Depuis sa fondation en 1981, soit en 35 ans, l’ÉNC a formé pas moins de 500 artistes circassiens qui aujourd’hui travaillent dans les plus grands cirques à travers le monde. En fait, 95% des diplômés se trouvent du travail en arts du cirque dès les premiers mois de leur sortie de l’École.
En 2015-16, les étudiants de l’ÉNC provenaient d’une vingtaine de pays. C’est dire la bonne réputation de l’École dans le monde et son pouvoir d’attraction, même pour les instructeurs et formateurs de cirque qui sont au nombre de 15 cette année seulement.
Un chaînon circassien important
Pionnière du cirque renouvelé au Canada et en Amérique du Nord, l’École a largement contribué à l’émergence de compagnies de cirque aussi prestigieuses que le Cirque du Soleil (plus d’une centaine de diplômés dans ses différents spectacles dans le monde), le Cirque Éloïse (cofondé par deux diplômés de 1990, Jeannot Painchaud et Daniel Cyr) et Les 7 doigts de la main (cinq des sept membres fondateurs sont des diplômés de l’ÉNC, et on en retrouve une bonne vingtaine répartis dans ses spectacles).
L’équipe pédagogique regroupe plus de 80 enseignants qui proviennent des secteurs des arts du cirque, des sports acrobatiques, des arts de la scène et de l’éducation académique, encadrant annuellement quelque 150 étudiants. Son édifice au cœur de la Cité des arts du cirque, avec 7 200 mètres carrés, permet de vastes salles d’apprentissage équipées en fonction de toutes les disciplines, offrant même aux étudiants un service d’hébergement complet, ce qui la rend unique au monde.
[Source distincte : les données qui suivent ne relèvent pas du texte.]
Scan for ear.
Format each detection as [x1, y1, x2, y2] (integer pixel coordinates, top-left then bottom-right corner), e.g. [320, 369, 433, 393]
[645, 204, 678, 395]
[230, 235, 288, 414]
Alors, devenir finissant et diplômé de l’École nationale de cirque de Montréal est tout un accomplissement. Pour bien les lancer aussitôt, deux metteurs en piste montent avec les finissants deux spectacles de fin de session, bouillonnants d’énergie, point culminant de leur formation avec des productions déjà de niveau professionnel.
Demain et Colibri
Cette année, ça aura été Demain, une mise en piste de Marie-Josée Gauthier, et Colibri, mise en piste d’Edgar Zendejas. Deux spectacles en alternance absolument époustouflants qui ont attiré quelque 17 000 mordus dans l’enceinte sacrée de la TOHU.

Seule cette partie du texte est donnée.